Why Linux is better?

Cost -- Linux is free, and that includes all the apps. Microsoft is greedy. Vista Home Premium and Ultimate cost hundreds of dollars, even when upgrading from Windows XP. Moving up to Office 2007 involves handing over another bundle of dollars.
Resources -- Even the most lavishly equipped Linux distros demand no more resources than Windows XP. Vista is greedy: a single-user PC operating system that needs 2GB of RAM to run at acceptable speed, and 15GB of hard disk space, is grossly obese.
Performance -- Linux worked faster on my Dell Inspiron Core Duo than XP, at least the way XP worked out of the box. After cleaning out the bloatware and trading McAfee's Abrams Tank for the lightweight NOD32, XP and Linux (with Guarddog and Clam-AV) perform at similar speed.
No bloat ware -- Linux is free from adware, trialware, shovelware, and bloat ware. Running Linux is like watching the public TV network.
Security -- Last year, 48,000 new virus signatures were documented for Windows, compared to 40 for Linux. Still, most bistros come with firewalls and anti virus (AV) software. Programs like Guard dog and Clam-AV are free, of course.
Dual booting -- The best Linux distros make dual booting a simple affair, along with the required disk partitioning (so you don't need to buy partitioning software). Windows on my Dell laptop is still intact after installing and uninstalling a dozen distros.
Installation -- Anyone who's done it once knows that installing Windows from scratch takes hours or even days by the time you get all your apps up and running. With Linux, it can take as little as half an hour to install the operating system, utilities, and a full set of applications. No registration or activation is required, no paperwork, and no excruciating pack drill.

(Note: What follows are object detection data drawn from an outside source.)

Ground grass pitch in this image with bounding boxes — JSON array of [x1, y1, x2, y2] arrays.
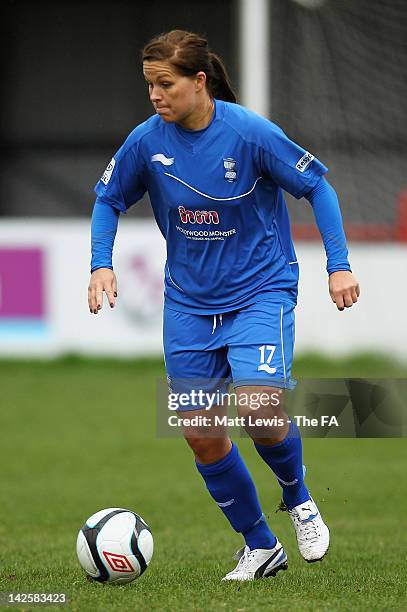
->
[[0, 357, 407, 612]]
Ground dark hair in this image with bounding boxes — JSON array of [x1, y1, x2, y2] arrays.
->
[[142, 30, 236, 102]]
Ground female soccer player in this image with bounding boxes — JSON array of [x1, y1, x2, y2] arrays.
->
[[89, 30, 359, 580]]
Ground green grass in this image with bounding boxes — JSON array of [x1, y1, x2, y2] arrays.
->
[[0, 356, 407, 612]]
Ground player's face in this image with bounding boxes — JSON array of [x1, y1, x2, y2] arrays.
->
[[143, 61, 206, 124]]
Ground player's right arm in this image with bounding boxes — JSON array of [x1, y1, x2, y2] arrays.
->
[[88, 130, 146, 314]]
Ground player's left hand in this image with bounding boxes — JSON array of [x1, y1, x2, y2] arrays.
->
[[329, 270, 360, 310]]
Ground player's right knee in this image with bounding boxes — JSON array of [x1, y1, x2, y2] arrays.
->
[[185, 435, 231, 463]]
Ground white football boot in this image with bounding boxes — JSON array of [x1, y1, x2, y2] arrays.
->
[[288, 497, 329, 563], [222, 539, 287, 580]]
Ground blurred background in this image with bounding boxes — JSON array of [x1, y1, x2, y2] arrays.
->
[[0, 0, 407, 360]]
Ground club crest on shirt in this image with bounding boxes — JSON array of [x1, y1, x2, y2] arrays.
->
[[223, 157, 237, 183]]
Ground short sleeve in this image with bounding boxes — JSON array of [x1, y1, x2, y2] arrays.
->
[[95, 142, 146, 212], [255, 119, 328, 198]]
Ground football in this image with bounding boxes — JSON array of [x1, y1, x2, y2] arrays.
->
[[76, 508, 154, 584]]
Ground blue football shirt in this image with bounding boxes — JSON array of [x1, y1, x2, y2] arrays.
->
[[95, 100, 327, 314]]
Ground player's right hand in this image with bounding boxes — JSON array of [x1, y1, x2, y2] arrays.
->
[[88, 268, 117, 314]]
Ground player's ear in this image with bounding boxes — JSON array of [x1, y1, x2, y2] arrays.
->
[[195, 70, 206, 92]]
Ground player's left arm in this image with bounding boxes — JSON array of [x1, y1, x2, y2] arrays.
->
[[305, 176, 360, 310], [251, 117, 360, 310]]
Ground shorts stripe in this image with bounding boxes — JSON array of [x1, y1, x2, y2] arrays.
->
[[280, 305, 287, 382]]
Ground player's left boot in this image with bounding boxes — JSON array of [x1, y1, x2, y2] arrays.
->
[[288, 497, 329, 563], [222, 539, 287, 581]]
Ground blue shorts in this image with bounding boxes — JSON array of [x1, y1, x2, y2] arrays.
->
[[164, 300, 295, 410]]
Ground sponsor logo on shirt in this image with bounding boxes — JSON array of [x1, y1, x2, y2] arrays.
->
[[223, 157, 237, 183], [295, 151, 315, 172], [151, 153, 174, 166], [100, 157, 116, 185], [178, 206, 219, 225]]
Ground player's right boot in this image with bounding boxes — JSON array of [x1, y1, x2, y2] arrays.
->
[[283, 497, 329, 563], [222, 539, 287, 581]]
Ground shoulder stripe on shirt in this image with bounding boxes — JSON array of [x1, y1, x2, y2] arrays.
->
[[164, 172, 263, 202]]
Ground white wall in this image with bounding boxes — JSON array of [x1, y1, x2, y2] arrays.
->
[[0, 218, 407, 359]]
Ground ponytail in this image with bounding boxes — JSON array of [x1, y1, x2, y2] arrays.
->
[[208, 51, 236, 102]]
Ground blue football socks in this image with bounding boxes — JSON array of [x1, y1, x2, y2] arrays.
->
[[255, 421, 311, 510], [196, 444, 276, 550]]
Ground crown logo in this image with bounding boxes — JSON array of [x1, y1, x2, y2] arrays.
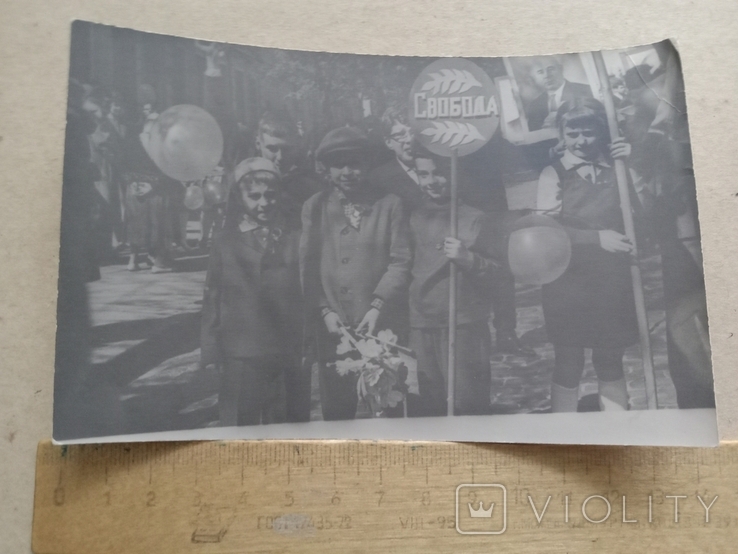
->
[[467, 500, 495, 517]]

Reinstalling the OS -- You can't just download an updated version of Windows. You have to use the CD that came with your PC and download all the patches Microsoft has issued since the CD was made. With Linux, you simply download the latest version of your distro (no questions asked) and, assuming your data files live in a separate disk partition, there's no need to reinstall them. You only need to re-install the extra programs you added to the ones that came with the distro.
Keeping track of software -- Like most Windows users, I have a shelf full of software CDs and keep a little book with serial numbers under my bed in case I have to reinstall the lot. With Linux, there are no serial numbers or passwords to lose or worry about. Not a single one.
Updating software -- Linux updates all the software on your system whenever updates are available online, including all applications programs. Microsoft does that for Windows software but you have to update each program you've added from other sources. That's about 60 on each of my PCs. More icing on the Linux cake is that it doesn't ask you to reboot after updates. XP nags you every ten minutes until you curse and reboot your machine. If you choose "custom install" to select only the updates you want, XP hounds you like a mangy neighborhood dog until you give in.
More security -- These days, operating systems are less vulnerable than the applications that run on them. Therefore a vital aspect of PC security is keeping your apps up-to-date with the latest security patches. That's hard manual labor in Windows, but with Linux it's automatic.
No need to defrag disks -- Linux uses different file systems that don't need defragging. NTFS was going to be replaced in Vista, but Microsoft's new file system didn't make the final cut. Instead, Vista does scheduled disk defragging by default, but the defrag utility is a sad affair.
A wealth of built-in utilities -- The utilities supplied with Windows are pretty ordinary on the whole, that's why so many small software firms have made a nice living writing better ones. Linux programs are comparable with the best Windows freeware, from CD burners to photo managers, memory monitors and disk utilities. PDF conversion is built-in, both into OpenOffice Writer and into the DTP application Scribus. All you do is click a button on the task bar.